Sierra Norte, Pue. – En materia de educación, toda una generación de niños ha debido interrumpir sus estudios. El cierre de escuelas a nivel nacional ha interrumpido la educación de más de 1.570 millones de estudiantes (un 91%) de todo el mundo.
Por la experiencia de anteriores aislamientos, los niños (y especialmente las niñas) en edad escolar que no van a la escuela durante largos periodos de tiempo tienen menos probabilidades de regresar cuando se reanudan las clases.
El cierre de las escuelas también elimina el acceso a programas de nutrición escolares y, con ello, dispara las tasas de malnutrición.
El aprendizaje y el potencial de toda una generación de estudiantes podrían verse perjudicados.

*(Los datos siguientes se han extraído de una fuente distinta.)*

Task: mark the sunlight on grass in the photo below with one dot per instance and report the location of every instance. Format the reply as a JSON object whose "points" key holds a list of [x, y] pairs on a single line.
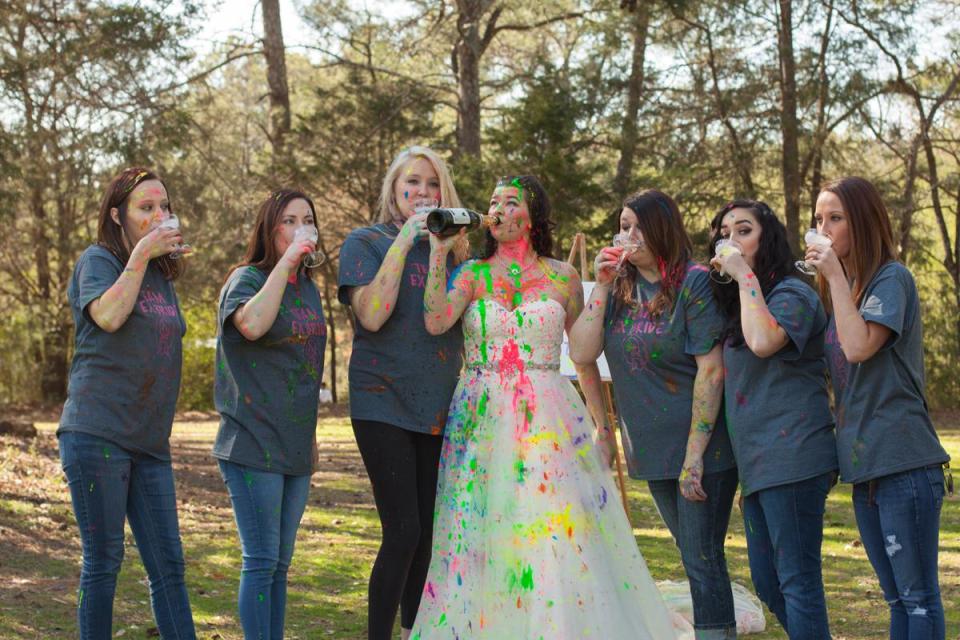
{"points": [[336, 546]]}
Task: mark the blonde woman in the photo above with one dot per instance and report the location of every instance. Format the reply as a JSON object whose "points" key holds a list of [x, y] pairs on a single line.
{"points": [[401, 377]]}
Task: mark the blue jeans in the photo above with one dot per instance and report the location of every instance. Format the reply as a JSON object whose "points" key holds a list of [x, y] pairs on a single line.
{"points": [[699, 529], [784, 527], [900, 531], [109, 485], [268, 508]]}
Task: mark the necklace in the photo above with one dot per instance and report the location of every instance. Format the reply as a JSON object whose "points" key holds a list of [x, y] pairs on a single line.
{"points": [[386, 227], [514, 268]]}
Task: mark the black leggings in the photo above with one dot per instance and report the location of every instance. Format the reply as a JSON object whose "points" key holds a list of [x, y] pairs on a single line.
{"points": [[402, 466]]}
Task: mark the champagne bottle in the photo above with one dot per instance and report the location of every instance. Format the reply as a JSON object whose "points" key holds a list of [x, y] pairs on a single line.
{"points": [[447, 222]]}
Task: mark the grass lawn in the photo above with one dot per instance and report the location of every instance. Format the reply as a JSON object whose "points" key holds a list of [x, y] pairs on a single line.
{"points": [[40, 550]]}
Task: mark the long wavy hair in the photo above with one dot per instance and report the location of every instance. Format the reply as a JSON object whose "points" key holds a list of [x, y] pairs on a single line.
{"points": [[388, 208], [871, 237], [111, 235], [661, 225], [261, 246], [772, 263], [538, 205]]}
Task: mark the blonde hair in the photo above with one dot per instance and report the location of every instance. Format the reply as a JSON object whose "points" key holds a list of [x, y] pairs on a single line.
{"points": [[389, 210]]}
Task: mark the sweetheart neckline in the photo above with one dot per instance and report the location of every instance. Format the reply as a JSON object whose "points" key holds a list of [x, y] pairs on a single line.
{"points": [[521, 305]]}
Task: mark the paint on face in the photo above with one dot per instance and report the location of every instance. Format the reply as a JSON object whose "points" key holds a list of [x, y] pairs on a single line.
{"points": [[833, 222], [147, 206], [418, 185]]}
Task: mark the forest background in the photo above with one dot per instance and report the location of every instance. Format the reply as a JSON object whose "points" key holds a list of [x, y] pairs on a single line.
{"points": [[705, 100]]}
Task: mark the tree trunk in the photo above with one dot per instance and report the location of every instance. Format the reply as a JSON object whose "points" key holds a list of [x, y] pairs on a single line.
{"points": [[273, 51], [628, 133], [53, 372], [788, 126], [331, 335], [468, 52]]}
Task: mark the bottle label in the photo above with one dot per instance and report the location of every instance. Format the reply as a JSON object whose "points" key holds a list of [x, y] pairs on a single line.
{"points": [[460, 216]]}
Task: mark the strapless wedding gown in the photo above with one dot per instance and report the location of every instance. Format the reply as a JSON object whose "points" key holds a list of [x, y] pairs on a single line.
{"points": [[530, 540]]}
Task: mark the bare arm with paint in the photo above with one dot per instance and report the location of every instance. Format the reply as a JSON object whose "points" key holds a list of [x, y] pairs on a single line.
{"points": [[859, 339], [373, 303], [762, 333], [707, 397], [111, 310], [254, 318], [588, 375], [586, 335], [443, 305]]}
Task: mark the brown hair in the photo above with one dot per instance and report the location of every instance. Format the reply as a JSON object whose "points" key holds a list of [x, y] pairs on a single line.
{"points": [[388, 209], [261, 248], [111, 235], [871, 237], [661, 224]]}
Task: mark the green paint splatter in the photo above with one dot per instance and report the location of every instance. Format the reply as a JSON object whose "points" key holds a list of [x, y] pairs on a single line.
{"points": [[482, 405], [482, 271], [526, 580], [520, 469]]}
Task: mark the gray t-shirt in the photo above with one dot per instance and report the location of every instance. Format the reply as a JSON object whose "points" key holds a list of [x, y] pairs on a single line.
{"points": [[124, 385], [399, 375], [653, 367], [777, 408], [267, 389], [883, 426]]}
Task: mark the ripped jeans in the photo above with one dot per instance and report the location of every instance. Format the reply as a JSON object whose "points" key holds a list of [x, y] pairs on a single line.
{"points": [[900, 532]]}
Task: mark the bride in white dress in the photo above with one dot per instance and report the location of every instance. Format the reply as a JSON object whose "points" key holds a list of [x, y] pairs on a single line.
{"points": [[530, 540]]}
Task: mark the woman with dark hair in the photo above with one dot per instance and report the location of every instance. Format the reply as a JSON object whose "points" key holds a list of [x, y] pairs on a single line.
{"points": [[124, 380], [886, 443], [270, 346], [401, 377], [777, 414], [529, 540], [659, 327]]}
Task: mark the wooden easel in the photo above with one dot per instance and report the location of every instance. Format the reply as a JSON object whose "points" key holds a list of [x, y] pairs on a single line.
{"points": [[580, 243]]}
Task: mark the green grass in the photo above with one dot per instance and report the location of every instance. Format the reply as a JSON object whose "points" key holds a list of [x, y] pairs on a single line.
{"points": [[40, 551]]}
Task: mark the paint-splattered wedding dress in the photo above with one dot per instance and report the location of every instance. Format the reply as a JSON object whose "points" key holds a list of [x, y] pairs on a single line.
{"points": [[530, 540]]}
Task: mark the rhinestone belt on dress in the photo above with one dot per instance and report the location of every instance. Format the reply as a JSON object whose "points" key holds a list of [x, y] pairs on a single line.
{"points": [[495, 366]]}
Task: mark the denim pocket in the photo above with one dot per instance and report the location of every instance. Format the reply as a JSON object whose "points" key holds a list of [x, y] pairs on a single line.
{"points": [[937, 484]]}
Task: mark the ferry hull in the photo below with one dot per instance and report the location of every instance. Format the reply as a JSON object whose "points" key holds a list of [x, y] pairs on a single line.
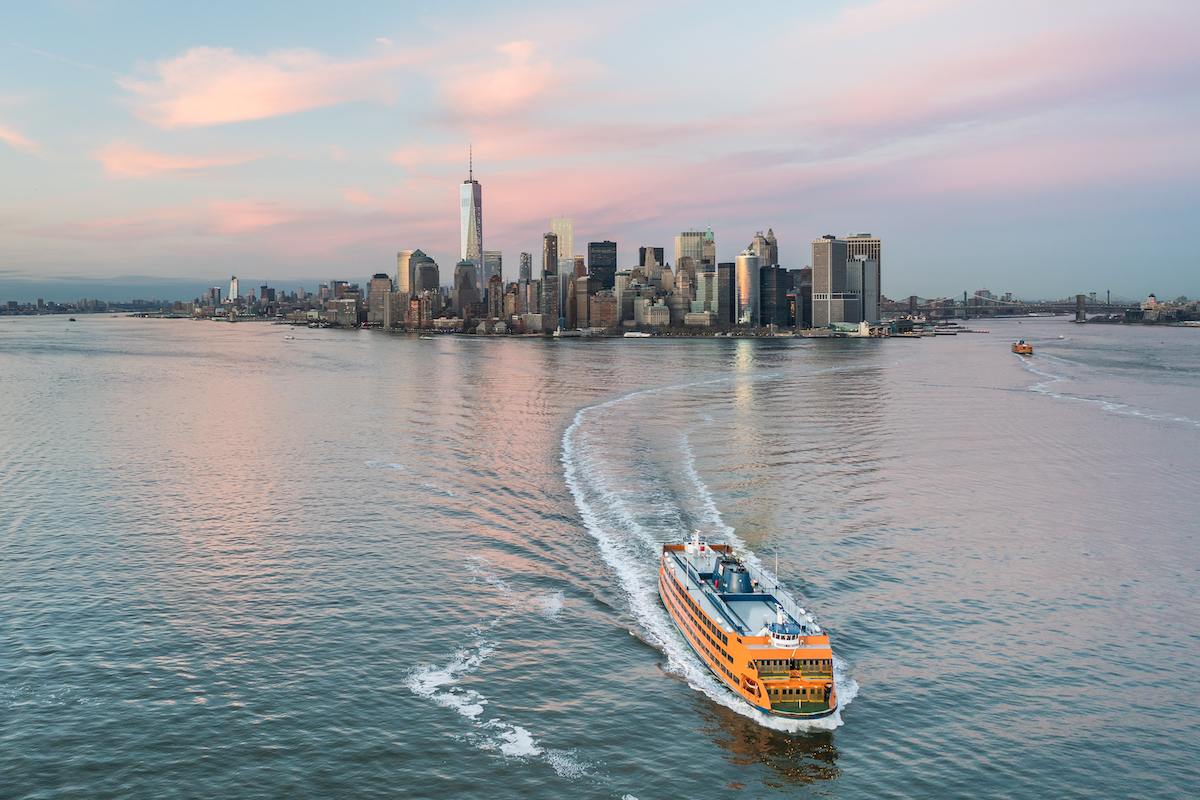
{"points": [[792, 681]]}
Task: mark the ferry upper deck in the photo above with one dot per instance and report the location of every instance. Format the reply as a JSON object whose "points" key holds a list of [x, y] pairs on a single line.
{"points": [[737, 596]]}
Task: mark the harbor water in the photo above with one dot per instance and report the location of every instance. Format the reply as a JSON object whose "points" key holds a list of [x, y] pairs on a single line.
{"points": [[353, 564]]}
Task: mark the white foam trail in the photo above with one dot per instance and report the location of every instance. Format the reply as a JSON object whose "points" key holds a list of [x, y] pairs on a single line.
{"points": [[631, 552], [438, 683], [1043, 388], [384, 464], [549, 606]]}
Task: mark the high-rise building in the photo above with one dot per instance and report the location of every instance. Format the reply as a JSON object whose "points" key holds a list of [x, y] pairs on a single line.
{"points": [[403, 271], [766, 248], [603, 262], [706, 294], [649, 253], [493, 264], [377, 298], [425, 274], [747, 305], [496, 298], [869, 246], [773, 295], [564, 228], [549, 254], [586, 287], [472, 224], [690, 244], [726, 292], [463, 293], [834, 299]]}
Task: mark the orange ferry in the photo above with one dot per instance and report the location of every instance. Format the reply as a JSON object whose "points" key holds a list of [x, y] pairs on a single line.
{"points": [[750, 635]]}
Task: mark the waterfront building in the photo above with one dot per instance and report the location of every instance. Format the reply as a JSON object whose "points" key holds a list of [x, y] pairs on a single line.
{"points": [[377, 298], [773, 287], [496, 298], [726, 292], [706, 294], [493, 264], [603, 310], [649, 257], [405, 277], [603, 262], [690, 244], [837, 283], [471, 229], [511, 305], [423, 271], [463, 293], [868, 246], [766, 248], [394, 311], [586, 287], [747, 301], [622, 294], [564, 228], [549, 254], [550, 306]]}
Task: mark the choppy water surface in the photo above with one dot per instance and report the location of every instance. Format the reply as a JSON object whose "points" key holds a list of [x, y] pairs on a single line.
{"points": [[357, 565]]}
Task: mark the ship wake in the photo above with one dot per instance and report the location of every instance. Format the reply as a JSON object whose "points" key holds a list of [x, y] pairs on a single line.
{"points": [[631, 506]]}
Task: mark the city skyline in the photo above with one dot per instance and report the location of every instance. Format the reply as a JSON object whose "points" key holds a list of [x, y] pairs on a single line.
{"points": [[157, 143]]}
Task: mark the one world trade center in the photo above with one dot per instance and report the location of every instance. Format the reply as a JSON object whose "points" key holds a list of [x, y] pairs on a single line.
{"points": [[472, 216]]}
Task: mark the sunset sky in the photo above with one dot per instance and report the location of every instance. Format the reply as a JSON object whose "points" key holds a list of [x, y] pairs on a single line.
{"points": [[1043, 148]]}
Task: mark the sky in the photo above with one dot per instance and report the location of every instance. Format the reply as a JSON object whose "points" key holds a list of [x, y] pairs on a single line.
{"points": [[1042, 148]]}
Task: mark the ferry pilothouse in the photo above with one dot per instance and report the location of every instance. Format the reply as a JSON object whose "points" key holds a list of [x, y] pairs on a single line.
{"points": [[748, 631]]}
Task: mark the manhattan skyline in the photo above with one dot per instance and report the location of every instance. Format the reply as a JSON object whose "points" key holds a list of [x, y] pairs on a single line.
{"points": [[1001, 145]]}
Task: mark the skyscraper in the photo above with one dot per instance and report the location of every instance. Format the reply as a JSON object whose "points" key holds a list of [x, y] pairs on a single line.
{"points": [[549, 254], [766, 248], [869, 246], [690, 244], [378, 290], [472, 224], [403, 271], [773, 295], [747, 308], [564, 228], [649, 253], [493, 264], [726, 290], [603, 262], [465, 293], [424, 271], [833, 300]]}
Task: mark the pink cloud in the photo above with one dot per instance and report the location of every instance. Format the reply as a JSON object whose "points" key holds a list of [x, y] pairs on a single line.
{"points": [[510, 88], [123, 160], [213, 85], [17, 142]]}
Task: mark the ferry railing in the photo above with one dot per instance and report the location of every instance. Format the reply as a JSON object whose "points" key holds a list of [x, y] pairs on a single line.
{"points": [[769, 584]]}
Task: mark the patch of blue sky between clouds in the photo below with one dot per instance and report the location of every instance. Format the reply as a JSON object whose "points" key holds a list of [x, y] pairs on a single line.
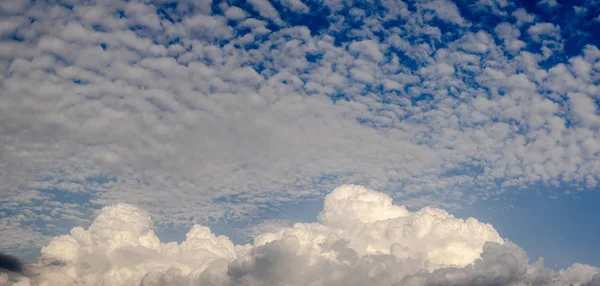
{"points": [[234, 111]]}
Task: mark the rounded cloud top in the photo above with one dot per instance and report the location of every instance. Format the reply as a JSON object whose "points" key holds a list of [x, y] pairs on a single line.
{"points": [[389, 245]]}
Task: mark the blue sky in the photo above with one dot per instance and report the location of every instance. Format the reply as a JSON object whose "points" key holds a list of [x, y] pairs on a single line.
{"points": [[244, 115]]}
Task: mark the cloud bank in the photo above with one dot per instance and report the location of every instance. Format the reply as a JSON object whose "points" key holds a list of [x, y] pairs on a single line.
{"points": [[219, 110], [361, 238]]}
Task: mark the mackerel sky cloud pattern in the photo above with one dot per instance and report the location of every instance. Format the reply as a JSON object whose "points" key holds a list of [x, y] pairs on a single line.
{"points": [[201, 112]]}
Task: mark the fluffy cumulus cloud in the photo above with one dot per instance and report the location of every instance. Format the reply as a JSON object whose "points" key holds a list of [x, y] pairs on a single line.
{"points": [[201, 111], [361, 238]]}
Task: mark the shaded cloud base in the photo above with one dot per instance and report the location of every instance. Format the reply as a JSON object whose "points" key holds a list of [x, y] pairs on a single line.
{"points": [[361, 238]]}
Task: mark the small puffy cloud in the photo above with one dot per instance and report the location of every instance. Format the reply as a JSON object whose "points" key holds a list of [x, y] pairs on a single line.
{"points": [[235, 13], [523, 16], [296, 6], [367, 48], [266, 10], [548, 4], [445, 11], [361, 238]]}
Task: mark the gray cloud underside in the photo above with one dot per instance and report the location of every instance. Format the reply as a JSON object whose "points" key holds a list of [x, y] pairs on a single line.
{"points": [[361, 239], [233, 118]]}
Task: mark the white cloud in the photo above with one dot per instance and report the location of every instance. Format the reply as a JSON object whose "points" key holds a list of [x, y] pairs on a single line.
{"points": [[523, 16], [211, 118], [266, 10], [548, 4], [235, 13], [445, 11], [296, 6], [544, 29], [388, 246]]}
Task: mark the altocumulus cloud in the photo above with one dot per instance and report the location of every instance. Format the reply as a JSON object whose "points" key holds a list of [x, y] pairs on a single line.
{"points": [[361, 238], [199, 111]]}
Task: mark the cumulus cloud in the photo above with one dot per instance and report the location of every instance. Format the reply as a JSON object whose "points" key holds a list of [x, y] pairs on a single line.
{"points": [[200, 112], [361, 238]]}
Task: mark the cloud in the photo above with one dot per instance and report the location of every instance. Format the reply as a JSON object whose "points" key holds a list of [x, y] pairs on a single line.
{"points": [[200, 112], [544, 29], [361, 238], [10, 263], [266, 10]]}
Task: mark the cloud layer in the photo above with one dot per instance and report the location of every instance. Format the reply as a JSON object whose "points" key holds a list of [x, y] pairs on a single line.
{"points": [[361, 239], [221, 110]]}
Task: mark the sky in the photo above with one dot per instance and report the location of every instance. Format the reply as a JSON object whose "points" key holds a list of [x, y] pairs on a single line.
{"points": [[212, 139]]}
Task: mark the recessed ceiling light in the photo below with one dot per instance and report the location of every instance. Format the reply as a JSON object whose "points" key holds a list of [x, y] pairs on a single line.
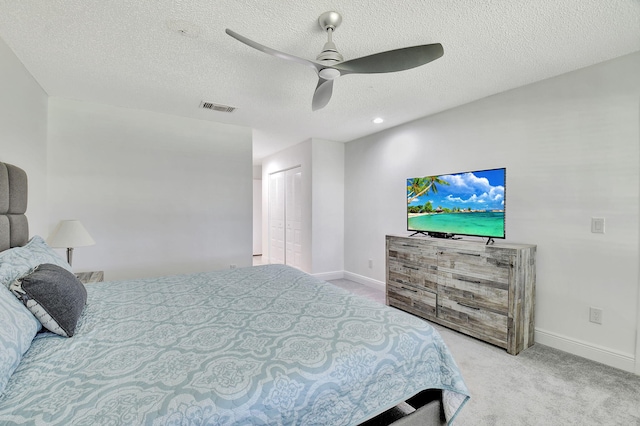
{"points": [[184, 28]]}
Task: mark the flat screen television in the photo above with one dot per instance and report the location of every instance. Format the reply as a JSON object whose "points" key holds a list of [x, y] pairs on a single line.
{"points": [[468, 203]]}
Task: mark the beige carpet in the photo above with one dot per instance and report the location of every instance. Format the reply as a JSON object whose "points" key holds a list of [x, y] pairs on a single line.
{"points": [[540, 386]]}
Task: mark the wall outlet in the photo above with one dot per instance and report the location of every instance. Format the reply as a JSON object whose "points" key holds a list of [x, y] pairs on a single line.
{"points": [[595, 315], [597, 225]]}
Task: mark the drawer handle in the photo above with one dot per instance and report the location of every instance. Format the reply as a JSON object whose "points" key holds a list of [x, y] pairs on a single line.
{"points": [[470, 307], [468, 280]]}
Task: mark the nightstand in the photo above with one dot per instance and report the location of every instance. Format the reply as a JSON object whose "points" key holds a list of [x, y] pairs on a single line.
{"points": [[90, 277]]}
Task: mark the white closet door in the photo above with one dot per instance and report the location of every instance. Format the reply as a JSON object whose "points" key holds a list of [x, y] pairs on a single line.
{"points": [[276, 218], [293, 217]]}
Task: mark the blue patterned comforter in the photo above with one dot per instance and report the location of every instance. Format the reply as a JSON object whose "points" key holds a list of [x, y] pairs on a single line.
{"points": [[250, 346]]}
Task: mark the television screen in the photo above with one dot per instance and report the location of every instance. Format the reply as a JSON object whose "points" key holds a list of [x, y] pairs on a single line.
{"points": [[470, 203]]}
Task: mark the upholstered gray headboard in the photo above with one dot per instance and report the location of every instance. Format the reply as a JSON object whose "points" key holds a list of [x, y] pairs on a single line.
{"points": [[14, 228]]}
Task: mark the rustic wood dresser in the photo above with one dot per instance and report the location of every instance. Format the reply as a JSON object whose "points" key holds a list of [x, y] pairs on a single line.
{"points": [[485, 291]]}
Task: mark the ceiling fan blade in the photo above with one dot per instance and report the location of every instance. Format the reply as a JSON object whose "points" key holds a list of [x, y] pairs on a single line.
{"points": [[322, 95], [317, 67], [392, 60]]}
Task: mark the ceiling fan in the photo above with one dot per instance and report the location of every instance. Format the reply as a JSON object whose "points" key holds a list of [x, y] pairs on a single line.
{"points": [[331, 65]]}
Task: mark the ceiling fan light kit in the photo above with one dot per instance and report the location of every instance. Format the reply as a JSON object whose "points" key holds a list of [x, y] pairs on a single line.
{"points": [[331, 64]]}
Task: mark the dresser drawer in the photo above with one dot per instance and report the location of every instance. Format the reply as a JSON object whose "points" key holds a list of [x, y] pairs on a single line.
{"points": [[477, 292], [478, 322], [424, 276], [409, 298]]}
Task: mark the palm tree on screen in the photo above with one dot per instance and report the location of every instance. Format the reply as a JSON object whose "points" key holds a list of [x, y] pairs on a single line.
{"points": [[420, 186]]}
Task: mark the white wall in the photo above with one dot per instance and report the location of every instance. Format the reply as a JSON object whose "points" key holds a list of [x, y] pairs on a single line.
{"points": [[160, 194], [23, 132], [327, 208], [571, 148]]}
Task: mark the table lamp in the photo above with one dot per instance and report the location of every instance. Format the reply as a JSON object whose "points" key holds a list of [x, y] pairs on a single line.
{"points": [[69, 234]]}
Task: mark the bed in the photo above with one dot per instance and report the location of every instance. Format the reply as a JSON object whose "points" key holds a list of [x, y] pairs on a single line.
{"points": [[250, 346]]}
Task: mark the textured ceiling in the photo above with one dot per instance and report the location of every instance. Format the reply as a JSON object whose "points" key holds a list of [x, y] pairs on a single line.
{"points": [[132, 54]]}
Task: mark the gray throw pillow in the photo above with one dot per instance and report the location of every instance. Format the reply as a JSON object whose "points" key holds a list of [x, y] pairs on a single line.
{"points": [[53, 295]]}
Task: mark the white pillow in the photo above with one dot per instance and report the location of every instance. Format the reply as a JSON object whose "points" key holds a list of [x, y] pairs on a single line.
{"points": [[19, 261]]}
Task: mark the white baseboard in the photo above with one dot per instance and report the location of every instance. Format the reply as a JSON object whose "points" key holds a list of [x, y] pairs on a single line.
{"points": [[370, 282], [596, 353]]}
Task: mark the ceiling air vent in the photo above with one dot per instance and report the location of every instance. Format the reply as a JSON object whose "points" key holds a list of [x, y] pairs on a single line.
{"points": [[216, 107]]}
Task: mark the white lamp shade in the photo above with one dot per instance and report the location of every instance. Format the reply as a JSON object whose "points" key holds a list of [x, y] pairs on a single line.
{"points": [[70, 233]]}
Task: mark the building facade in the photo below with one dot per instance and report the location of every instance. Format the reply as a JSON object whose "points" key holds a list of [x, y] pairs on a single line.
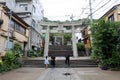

A ellos, se suma el impacto socioeconómico del COVID-19 afectando especialmente a los niños más vulnerables del mundo. Muchos ya viven en situación de pobreza y las consecuencias de las medidas de respuesta al COVID-19 amenazan con agravar aún más sus dificultades; millones de madres y padres luchan para mantener sus medios de vida y sus ingresos, y con ello, algunos niños están más expuestos al peligro de ser víctimas de explotación, violencia y abuso. Cuando cierran las escuelas, se interrumpen los servicios sociales y se restringen los desplazamientos.